Nous avons tenu notre premier caucus 4 jours après le vote. C’était un moment très fébrile, car nous étions tous encore sur un nuage. De plus, c’était des occasions de premières rencontres pour certains et certaines d’entre nous. En effet, j’avais rencontré qu’une seule fois Émilise Lessard-Therrien (Rouyn-Noranda-Témiscamingue) et je n’avais jamais rencontré Christine Labrie (Sherbrooke). J’étais un ami de Sol Zanetti (Jean-Lesage) et Catherine Dorion (Taschereau), mais je ne les avais pas du tout vus de la campagne. Je me demandais donc ce qu’il et elle venaient de vivre comme expérience électorale dans la ville de Québec, réputée très conservatrice.
Le moment le plus émotif était le tour de table. Chaque nouveau député se présentait en disant son nom suivi de son nouveau statut (i.e. bonjour je suis Alexandre Leduc, député de Hochelaga-Maisonneuve). C’était donc des cris de joie à chaque présentation d’un nouveau député.
Le caucus a surtout servi à discuter des prochaines étapes, de conseils pour mener à bien les embauches dans les différents bureaux de circonscription, commencer à réfléchir à nos intérêts pour le partage des dossiers et discuter de la cérémonie d’assermentation.
J’avais déjà eu affaire au parlement dans le passé dans des simulations parlementaires et comme conseiller du président de mon syndicat dans le cadre d’auditions de commissions parlementaires. J’étais donc assez familier avec l’endroit. Cependant, lorsque tu ouvres la porte de ton bureau pour la première fois et lorsque tu vois ton nom sur ton pupitre au salon bleu, il y a bien sûr une charge émotive qui accompagne le moment. Le sens des responsabilités t’envahit et tu espères être à la hauteur du défi.

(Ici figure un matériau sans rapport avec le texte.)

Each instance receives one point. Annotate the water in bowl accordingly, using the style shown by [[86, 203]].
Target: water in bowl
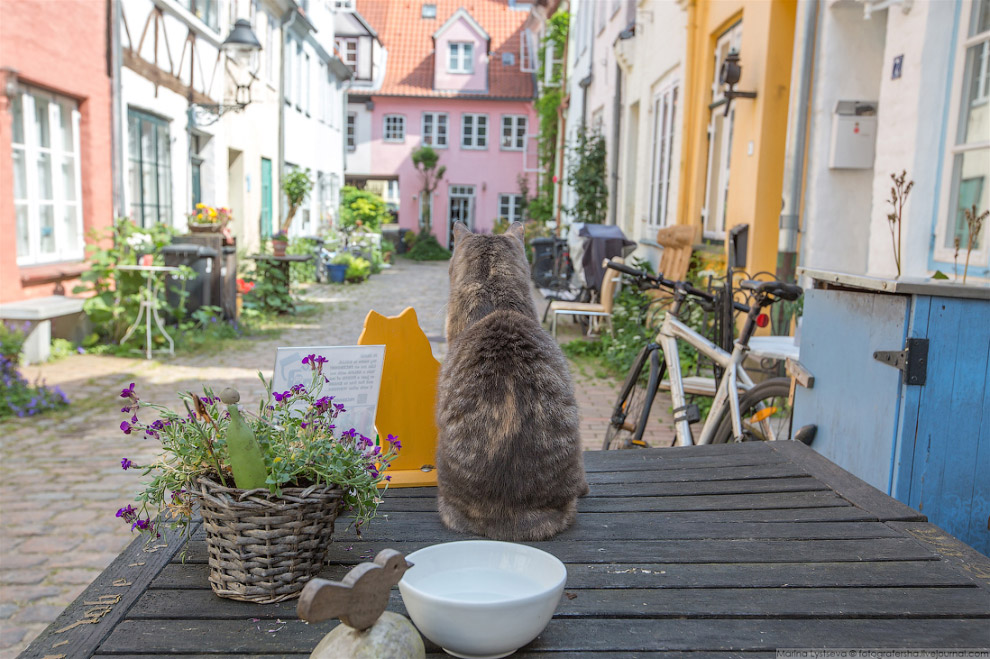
[[478, 585]]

Tu es assez logiquement (avant son élection, M. Leduc était conseiller syndical sur les questions de droit du travail) membre de la commission de l’économie et du travail. François Legault se vante d’être un manager, un chef d’entreprise, l’économie est censée être son pré-carré. Quel bilan tires-tu du début de mandat sur cette question précise ?
Le dossier du travail est malheureusement peu couvert en dehors des grands conflits de travail. À preuve, des deux grands dossiers Travail de la précédente session parlementaire – lock-out d’ABI à Bécancour et réforme de la loi sur l’équité salariale (LÉS) – les médias n’ont couvert que le premier.
Dans les deux scénarios, le gouvernement Legault a adopté une attitude hostile au mouvement syndical. Il a pris parti pour l’entreprise ABI (bien qu’elle bénéficiait déjà d’un rapport de force inégale en raison d’une ridicule clause de force majeure dans son contrat d’électricité avec la société d’État Hydro-Québec). Son implication dans le dossier fût très négative et a permis à l’employeur de jouer l’horloge jusqu’à l’épuisement des troupes. Paradoxalement, la CAQ avait obtenu un fort appui dans la région où est située l’usine. Parions que cet appui ne sera pas le même en 2022.
La réforme de la LÉS était une réponse à un jugement de la Cour suprême qui obligeait le gouvernement à réécrire sa loi, car elle était discriminatoire. La nouvelle mouture comportait encore des défauts, mais réglait les principaux irritants. Le scandale est qu’elle ne s’applique pas aux anciennes plaintes déposées avant la réforme. Les anciennes plaintes seront traitées par l’ancienne loi… que la Cour vient de juger discriminatoire. Il y aura donc une nouvelle ronde judiciaire menée par le mouvement syndical pour démontrer que la nouvelle LÉS ne répond pas adéquatement au jugement.
Dans les deux scénarios, le gouvernement agit en gestionnaire qui prend fait et partie pour le capital et ses propres intérêts comme État-employeur plutôt que de penser au rehaussement des conditions de vie des travailleurs et travailleuses du Québec.
Nous attendons une importante réforme en santé et sécurité au travail et une autre sur les services essentiels. Je ne m’attends malheureusement pas à un changement d’attitude de la part du gouvernement.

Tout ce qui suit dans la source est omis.